I can't remember ever loving running. In fact, I've despised it, for a long, long time. At the same time, I've admired all of those people I see on the roads, running with such grace. I love being outside, and I've wanted to run like them, but it just was a "no" - in my mind -always. Then, the first nice day comes about and there I am, SO excited to hit the blacktop. What happened? I still don't know the exact trigger, but what I do know is that little 45 minute run was one of the best things I've felt in a long time. I felt every muscle in my body, every nerve, and it was amazing. The sensation was overwhelming.

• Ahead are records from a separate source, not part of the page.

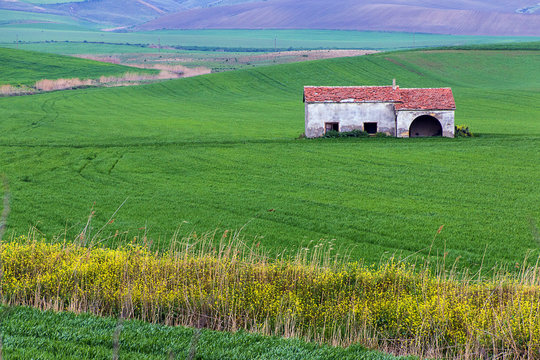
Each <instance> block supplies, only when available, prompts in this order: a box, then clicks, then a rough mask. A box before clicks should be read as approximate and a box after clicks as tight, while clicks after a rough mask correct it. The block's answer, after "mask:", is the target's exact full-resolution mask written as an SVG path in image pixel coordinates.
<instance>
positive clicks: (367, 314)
mask: <svg viewBox="0 0 540 360" xmlns="http://www.w3.org/2000/svg"><path fill="white" fill-rule="evenodd" d="M85 238H86V236H81V239H82V240H81V244H82V243H85V241H86V240H85ZM220 238H221V239H220V241H218V240H216V239H215V236H213V235H206V236H202V237H201V236H197V235H193V236H192V237H191V238H188V239H183V240H182V241H174V242H173V245H171V248H170V249H169V250H168V251H167V252H165V253H162V254H160V253H157V252H154V251H152V250H151V249H150V248H148V247H146V246H141V245H138V241H133V242H132V243H130V244H128V245H126V246H124V247H121V248H118V249H106V248H100V247H95V246H93V245H89V246H86V247H85V246H82V245H79V244H75V243H63V244H47V243H45V242H42V241H37V240H35V239H28V238H27V237H20V238H18V239H14V241H12V242H10V243H5V244H4V245H3V248H2V251H1V261H2V265H3V273H4V276H3V279H2V281H3V282H2V290H3V295H4V301H5V302H7V303H9V304H21V305H29V306H35V307H38V308H40V309H54V310H59V311H60V310H70V311H75V312H92V313H94V314H98V315H107V316H122V318H138V319H143V320H147V321H152V322H161V323H165V324H170V325H178V324H181V325H188V326H194V327H206V328H211V329H218V330H227V331H236V330H239V329H246V330H248V331H254V332H259V333H262V334H268V335H280V336H286V337H301V338H305V339H307V340H310V341H317V342H324V343H328V344H332V345H343V346H347V345H350V344H353V343H361V344H364V345H365V346H368V347H370V348H377V349H381V350H385V351H390V352H392V353H395V354H415V355H420V356H430V357H444V358H460V359H478V358H489V357H497V358H524V359H534V358H535V357H536V355H537V354H538V353H539V351H540V281H539V280H538V273H539V269H538V267H532V268H531V267H526V266H524V267H523V268H522V271H521V272H520V273H519V274H512V273H507V272H504V271H500V272H498V273H496V274H495V275H493V277H492V278H490V279H479V278H472V277H468V276H466V275H460V276H458V275H456V274H455V273H453V272H452V271H447V270H446V269H444V267H441V268H440V270H438V271H437V272H435V273H434V272H432V271H431V270H430V269H431V268H433V266H430V265H429V264H422V265H414V264H405V263H404V262H400V261H397V260H395V259H394V260H390V261H388V262H387V263H384V264H381V265H380V266H378V267H366V266H363V265H361V264H358V263H342V262H340V260H339V259H337V258H335V257H331V256H330V255H329V254H330V251H331V248H332V246H333V245H332V243H329V244H317V245H316V246H314V247H310V248H304V249H302V250H301V251H299V252H298V254H297V255H296V257H294V258H291V259H280V258H275V259H270V258H268V257H267V256H265V255H264V254H262V253H261V252H260V251H259V249H258V247H257V246H254V247H247V246H245V245H244V243H243V242H242V239H240V238H239V237H238V235H237V234H231V233H227V232H225V234H223V235H222V236H221V237H220ZM83 240H84V241H83ZM94 240H97V239H94ZM143 243H146V239H143Z"/></svg>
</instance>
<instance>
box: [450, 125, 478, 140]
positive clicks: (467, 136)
mask: <svg viewBox="0 0 540 360" xmlns="http://www.w3.org/2000/svg"><path fill="white" fill-rule="evenodd" d="M454 136H455V137H473V136H474V134H473V133H472V132H471V131H470V130H469V127H468V126H466V125H456V126H455V129H454Z"/></svg>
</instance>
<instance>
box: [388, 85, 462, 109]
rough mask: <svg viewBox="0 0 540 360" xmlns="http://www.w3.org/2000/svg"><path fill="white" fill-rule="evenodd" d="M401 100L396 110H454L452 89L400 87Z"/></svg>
mask: <svg viewBox="0 0 540 360" xmlns="http://www.w3.org/2000/svg"><path fill="white" fill-rule="evenodd" d="M399 92H400V94H401V102H400V103H398V104H396V110H454V109H455V108H456V103H455V101H454V95H453V94H452V89H450V88H442V89H400V91H399Z"/></svg>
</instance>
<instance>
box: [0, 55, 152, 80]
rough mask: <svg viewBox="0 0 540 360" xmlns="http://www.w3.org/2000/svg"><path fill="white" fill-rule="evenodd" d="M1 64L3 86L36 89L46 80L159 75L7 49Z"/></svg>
mask: <svg viewBox="0 0 540 360" xmlns="http://www.w3.org/2000/svg"><path fill="white" fill-rule="evenodd" d="M0 63H1V64H3V66H2V67H0V85H3V84H10V85H32V84H34V83H35V82H36V81H38V80H42V79H49V80H54V79H60V78H75V77H77V78H81V79H96V78H99V77H100V76H112V75H123V74H125V73H126V72H140V73H149V72H156V71H152V70H142V69H133V68H130V67H127V66H122V65H115V64H109V63H103V62H98V61H93V60H86V59H79V58H74V57H68V56H58V55H53V54H43V53H37V52H33V51H23V50H15V49H6V48H0ZM6 64H8V65H7V66H6Z"/></svg>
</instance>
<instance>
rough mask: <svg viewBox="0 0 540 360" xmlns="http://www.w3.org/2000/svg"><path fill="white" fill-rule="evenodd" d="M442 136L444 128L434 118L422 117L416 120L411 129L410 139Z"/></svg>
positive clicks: (438, 121)
mask: <svg viewBox="0 0 540 360" xmlns="http://www.w3.org/2000/svg"><path fill="white" fill-rule="evenodd" d="M426 136H442V126H441V123H440V122H439V120H437V118H435V117H433V116H429V115H422V116H419V117H417V118H416V119H414V121H413V122H412V123H411V126H410V127H409V137H426Z"/></svg>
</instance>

My friends encouraged me to use one of the new applications to start into my new-found mysterious torture, and they were SO right. Having a little "trainer" on my Ipod was exactly what I needed. Without my music, the beauty of the park and that little trainer's voice, I don't know that I would have been able to finish the first day's training.
After 45 minutes I was done, I was sweating a bit, my face was bright red and I was out of breathe. I felt like jello. But I wanted to keep moving, so I just kept walking. I cried and laughed and thanked every part of my body for helping me complete my first day of a "real" run.

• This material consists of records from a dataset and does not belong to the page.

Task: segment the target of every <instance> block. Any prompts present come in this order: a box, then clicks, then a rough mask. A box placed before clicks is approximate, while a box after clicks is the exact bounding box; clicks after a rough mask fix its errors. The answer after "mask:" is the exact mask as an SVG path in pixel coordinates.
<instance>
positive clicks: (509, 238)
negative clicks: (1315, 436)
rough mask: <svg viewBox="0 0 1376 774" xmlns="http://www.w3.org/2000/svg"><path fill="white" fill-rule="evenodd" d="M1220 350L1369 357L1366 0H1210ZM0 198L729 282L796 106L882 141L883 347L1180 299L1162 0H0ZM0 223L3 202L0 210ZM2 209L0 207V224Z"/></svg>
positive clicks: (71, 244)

Truth be told, after all of these years, I can run. I just told myself that I didn't want to, that I wasn't good at it and despised it - that's that the part that held me back, my own mind. Of course, I won't say this was easy. Yes, I can walk a good 10 miles if I want to -and I love it. But running, well, it's going to take some time. I did love how it made me feel. I can't wait to hit the road again tomorrow. Looking forward to the pain, and proving my thoughts wrong.